There are still opportunities to shift income within a family, according to Tamir Dardashtian, a tax principal at Top 100 Firm Anchin, Block & Anchin.
“The reason the Kiddie Tax came into being is to discourage shifting income to kids,” he said. “You could say that the changes under tax reform benefit or hurt people depending on what rates the parents are paying at the time.”
Dardashtian posed the possibility of using a trust to receive dividends because administrative expenses like accounting fees are no longer deductible on the individual level, but they are at the trust level. Then the trust distributes the qualified dividends to the child, who picks them up on their return, and there is an additional benefit with the new, higher standard deduction on the child’s return.
“There is still room for tax planning, especially for taxpayers whose objective in transferring assets to their children is not primarily tax-driven,” agreed Joyce Beebe, a fellow at Rice University’s Baker Institute for Public Policy.
“Under the current rules, the first $1,050 of a child’s unearned income is tax-free” she said. “The next $1,050 is taxed at a lower rate, usually the child’s own tax rate. The combined $2,100 threshold could still largely cover current annual dividends from a $100,000 investment in an S&P 500 index fund.”
“Another approach would be to focus on assets that are more likely to be Kiddie Tax-resistant," she said. “Examples include growth stocks and real estate holdings whose capital appreciation can be deferred until the child ages out of the Kiddie Tax, retirement assets that produce tax-free income such as a Roth IRA, and municipal bonds that generate interest that is excludable from gross income.”

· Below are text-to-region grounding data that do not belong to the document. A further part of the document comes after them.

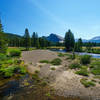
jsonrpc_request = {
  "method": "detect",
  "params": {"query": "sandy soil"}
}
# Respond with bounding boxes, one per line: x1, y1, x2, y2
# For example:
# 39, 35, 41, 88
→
22, 50, 100, 100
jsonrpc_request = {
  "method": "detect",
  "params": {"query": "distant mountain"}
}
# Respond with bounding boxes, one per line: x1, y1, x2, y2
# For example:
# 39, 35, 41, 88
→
5, 33, 22, 39
45, 33, 64, 43
45, 33, 100, 43
89, 36, 100, 43
5, 33, 100, 43
75, 39, 88, 42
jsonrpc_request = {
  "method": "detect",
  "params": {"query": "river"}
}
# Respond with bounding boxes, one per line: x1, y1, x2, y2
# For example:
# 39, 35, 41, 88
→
50, 49, 100, 58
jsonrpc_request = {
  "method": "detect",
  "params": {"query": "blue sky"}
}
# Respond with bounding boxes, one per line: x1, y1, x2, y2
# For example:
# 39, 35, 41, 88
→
0, 0, 100, 39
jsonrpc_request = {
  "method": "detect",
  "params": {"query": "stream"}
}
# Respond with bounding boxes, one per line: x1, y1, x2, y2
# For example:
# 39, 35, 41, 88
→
50, 49, 100, 58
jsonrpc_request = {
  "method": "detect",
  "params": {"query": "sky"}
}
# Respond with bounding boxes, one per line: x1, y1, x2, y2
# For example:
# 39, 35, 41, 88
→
0, 0, 100, 39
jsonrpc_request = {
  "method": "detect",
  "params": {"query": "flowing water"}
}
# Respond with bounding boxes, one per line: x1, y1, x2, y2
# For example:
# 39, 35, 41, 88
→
50, 49, 100, 58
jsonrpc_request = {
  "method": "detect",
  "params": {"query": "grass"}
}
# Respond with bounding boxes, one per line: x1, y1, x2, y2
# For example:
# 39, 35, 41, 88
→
51, 67, 56, 70
0, 53, 7, 61
90, 61, 100, 75
50, 58, 62, 65
40, 58, 62, 65
69, 62, 81, 69
94, 75, 100, 79
0, 65, 27, 78
80, 55, 91, 65
0, 49, 27, 79
75, 66, 89, 76
35, 70, 40, 74
9, 49, 21, 57
45, 92, 51, 97
40, 81, 48, 87
32, 73, 41, 83
39, 60, 49, 64
58, 53, 65, 57
80, 78, 96, 87
65, 53, 76, 60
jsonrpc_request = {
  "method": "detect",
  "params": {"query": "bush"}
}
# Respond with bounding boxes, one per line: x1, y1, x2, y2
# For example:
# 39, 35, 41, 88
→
51, 67, 56, 70
0, 66, 15, 78
76, 67, 89, 76
80, 55, 91, 65
51, 58, 62, 65
80, 78, 96, 87
40, 81, 47, 87
35, 70, 40, 74
39, 60, 49, 64
32, 73, 41, 83
91, 69, 100, 75
19, 67, 27, 74
9, 50, 21, 57
69, 62, 81, 69
0, 53, 7, 61
0, 65, 27, 78
90, 61, 100, 75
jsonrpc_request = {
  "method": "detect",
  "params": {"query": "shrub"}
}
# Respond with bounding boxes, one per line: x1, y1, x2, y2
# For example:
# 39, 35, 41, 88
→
0, 65, 27, 78
32, 73, 41, 83
39, 60, 49, 64
4, 59, 14, 65
51, 67, 56, 70
32, 74, 39, 80
0, 66, 15, 78
35, 70, 40, 74
80, 55, 91, 65
0, 53, 7, 61
69, 62, 81, 69
9, 50, 21, 57
45, 92, 51, 97
14, 59, 22, 64
66, 53, 75, 60
76, 67, 89, 76
91, 69, 100, 75
90, 61, 100, 75
51, 58, 62, 65
41, 81, 47, 87
80, 78, 96, 87
19, 67, 27, 74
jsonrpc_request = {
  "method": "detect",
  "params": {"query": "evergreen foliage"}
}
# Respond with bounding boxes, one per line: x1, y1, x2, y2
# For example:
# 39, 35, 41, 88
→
75, 38, 83, 52
0, 19, 7, 54
65, 29, 75, 51
23, 28, 31, 50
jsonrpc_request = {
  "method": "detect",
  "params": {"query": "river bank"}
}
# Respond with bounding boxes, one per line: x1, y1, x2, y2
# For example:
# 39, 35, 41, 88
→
0, 50, 100, 100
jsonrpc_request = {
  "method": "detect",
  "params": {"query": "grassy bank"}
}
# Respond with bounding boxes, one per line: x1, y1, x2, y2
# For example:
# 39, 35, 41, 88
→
0, 48, 27, 86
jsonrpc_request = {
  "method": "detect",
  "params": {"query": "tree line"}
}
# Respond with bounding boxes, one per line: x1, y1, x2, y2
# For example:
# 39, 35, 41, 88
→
64, 29, 100, 52
0, 18, 100, 54
8, 28, 51, 50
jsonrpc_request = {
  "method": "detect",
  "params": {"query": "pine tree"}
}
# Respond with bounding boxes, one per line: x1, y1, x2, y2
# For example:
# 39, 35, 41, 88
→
31, 32, 36, 47
65, 29, 75, 51
0, 19, 7, 54
75, 38, 83, 52
0, 20, 3, 32
24, 28, 31, 50
78, 38, 83, 51
35, 33, 40, 49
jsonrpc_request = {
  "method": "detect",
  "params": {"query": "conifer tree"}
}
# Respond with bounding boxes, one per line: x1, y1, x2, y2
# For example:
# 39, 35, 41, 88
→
31, 32, 36, 47
35, 33, 40, 49
24, 28, 31, 50
75, 38, 83, 52
0, 19, 7, 54
65, 29, 75, 51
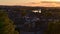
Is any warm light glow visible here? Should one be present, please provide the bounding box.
[32,10,41,13]
[39,10,41,13]
[33,10,38,13]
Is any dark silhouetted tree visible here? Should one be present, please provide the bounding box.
[0,10,19,34]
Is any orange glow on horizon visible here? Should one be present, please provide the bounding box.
[0,0,60,7]
[20,2,60,7]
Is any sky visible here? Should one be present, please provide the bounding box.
[0,0,60,7]
[0,0,60,5]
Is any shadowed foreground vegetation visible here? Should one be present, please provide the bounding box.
[44,10,60,34]
[0,10,19,34]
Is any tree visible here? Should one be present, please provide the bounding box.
[0,10,19,34]
[44,11,60,34]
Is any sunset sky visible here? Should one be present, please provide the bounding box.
[0,0,60,7]
[0,0,60,5]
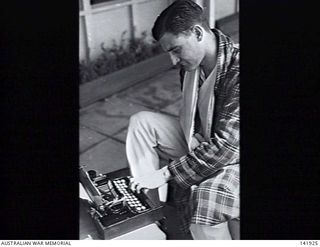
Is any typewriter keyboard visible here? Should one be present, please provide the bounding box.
[113,178,148,213]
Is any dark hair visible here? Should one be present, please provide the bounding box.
[152,0,210,41]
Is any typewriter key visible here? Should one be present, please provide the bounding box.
[88,170,97,180]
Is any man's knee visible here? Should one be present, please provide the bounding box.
[189,222,232,240]
[192,178,239,223]
[129,111,154,128]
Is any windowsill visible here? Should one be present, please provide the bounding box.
[91,0,130,10]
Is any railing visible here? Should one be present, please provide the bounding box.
[79,0,174,62]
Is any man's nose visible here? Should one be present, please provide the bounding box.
[169,52,180,66]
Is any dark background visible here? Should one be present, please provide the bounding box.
[1,0,319,240]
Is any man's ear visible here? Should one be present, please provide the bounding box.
[193,25,203,42]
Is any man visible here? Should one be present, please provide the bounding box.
[126,0,239,240]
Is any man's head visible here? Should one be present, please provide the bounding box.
[152,0,212,71]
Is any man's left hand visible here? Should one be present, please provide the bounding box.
[130,166,170,193]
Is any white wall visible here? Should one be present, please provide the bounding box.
[90,6,132,59]
[215,0,237,20]
[134,0,171,41]
[79,0,172,62]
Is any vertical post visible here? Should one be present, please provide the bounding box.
[82,0,94,62]
[129,0,137,40]
[202,0,215,28]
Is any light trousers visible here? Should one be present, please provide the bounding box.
[126,111,233,239]
[126,111,188,202]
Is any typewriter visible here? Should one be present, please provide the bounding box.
[79,167,165,239]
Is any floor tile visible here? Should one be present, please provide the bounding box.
[80,96,153,136]
[160,98,182,117]
[79,125,107,153]
[80,138,128,174]
[117,69,182,110]
[113,128,128,143]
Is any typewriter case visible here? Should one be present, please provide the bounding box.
[80,168,165,239]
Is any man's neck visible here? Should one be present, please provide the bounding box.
[200,31,218,78]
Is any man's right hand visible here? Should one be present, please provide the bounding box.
[190,133,205,150]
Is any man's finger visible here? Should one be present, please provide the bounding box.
[130,180,138,192]
[129,177,134,190]
[194,133,205,143]
[190,136,200,150]
[136,184,144,194]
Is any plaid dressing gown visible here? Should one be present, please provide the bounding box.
[167,29,240,233]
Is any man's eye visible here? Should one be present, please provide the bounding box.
[173,49,181,54]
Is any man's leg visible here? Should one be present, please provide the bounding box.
[189,219,240,240]
[190,222,232,240]
[126,111,188,201]
[228,218,240,240]
[188,165,240,240]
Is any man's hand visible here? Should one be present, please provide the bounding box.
[130,166,171,193]
[190,133,206,150]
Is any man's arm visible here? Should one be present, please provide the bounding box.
[168,79,239,190]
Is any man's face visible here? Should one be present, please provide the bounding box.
[159,31,204,71]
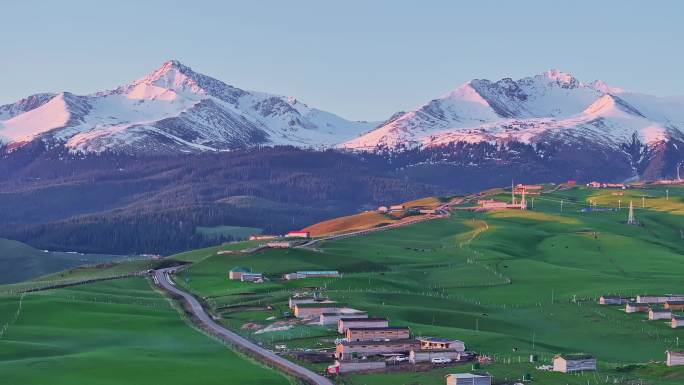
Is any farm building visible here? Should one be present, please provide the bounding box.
[648,308,672,320]
[552,354,597,373]
[240,272,263,283]
[625,302,649,313]
[665,301,684,310]
[389,205,405,211]
[249,235,277,240]
[419,209,438,215]
[377,206,389,213]
[266,241,292,248]
[285,231,311,238]
[338,318,389,334]
[599,295,628,305]
[319,311,368,326]
[335,339,420,360]
[294,302,346,319]
[345,326,411,341]
[288,294,329,309]
[636,294,684,304]
[228,266,250,280]
[417,337,466,352]
[283,271,340,280]
[477,199,524,210]
[445,373,492,385]
[671,315,684,328]
[410,349,462,364]
[666,351,684,366]
[515,184,542,195]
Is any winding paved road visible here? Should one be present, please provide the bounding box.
[153,268,333,385]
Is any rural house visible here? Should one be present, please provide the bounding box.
[665,301,684,310]
[667,351,684,366]
[417,337,466,352]
[338,318,389,334]
[345,326,410,341]
[228,266,250,280]
[553,354,597,373]
[625,302,649,313]
[240,272,263,283]
[445,373,492,385]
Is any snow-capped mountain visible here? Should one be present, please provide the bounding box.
[0,60,374,153]
[342,70,684,151]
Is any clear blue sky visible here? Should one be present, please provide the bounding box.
[1,0,682,120]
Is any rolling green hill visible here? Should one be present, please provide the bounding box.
[0,238,131,284]
[171,184,684,384]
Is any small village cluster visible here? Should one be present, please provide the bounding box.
[476,184,542,210]
[600,294,684,366]
[287,292,471,376]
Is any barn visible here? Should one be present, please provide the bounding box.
[599,295,628,305]
[338,318,389,334]
[319,311,368,326]
[335,339,420,360]
[345,326,410,341]
[553,354,596,373]
[649,308,672,320]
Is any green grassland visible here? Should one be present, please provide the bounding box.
[172,184,684,384]
[0,237,131,284]
[0,277,290,385]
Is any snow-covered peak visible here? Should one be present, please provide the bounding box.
[540,69,580,88]
[583,94,645,118]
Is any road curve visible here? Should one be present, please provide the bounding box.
[153,268,333,385]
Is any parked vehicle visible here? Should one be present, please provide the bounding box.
[431,357,452,364]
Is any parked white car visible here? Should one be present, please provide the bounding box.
[431,357,452,364]
[393,356,409,362]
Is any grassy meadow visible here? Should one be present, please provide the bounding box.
[0,277,291,385]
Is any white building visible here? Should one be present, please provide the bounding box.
[445,373,492,385]
[667,351,684,366]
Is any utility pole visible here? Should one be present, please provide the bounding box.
[511,181,516,205]
[560,199,564,212]
[627,200,636,225]
[521,189,527,210]
[618,200,621,210]
[667,189,669,200]
[531,197,534,209]
[642,196,645,208]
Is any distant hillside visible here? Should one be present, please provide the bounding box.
[0,238,127,284]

Parents who are business owners can legitimately hire their older children, ages 18 to 24, to perform more complicated functions and pay them higher wages, generating earned income, Beebe noted. “The potential benefit of having greater earned income is that the child can get a higher or even full standard deduction. This benefit equally applies to cases where children have earned income from internships or other third-party jobs. If the child is a student, an additional benefit of having both earned and unearned income is that they may be able to claim certain education credits, such as the American Opportunity Tax Credit, and the Lifetime Learning Credit, that would reduce both their tax liability and alleviate the impact of the associated Kiddie Tax.”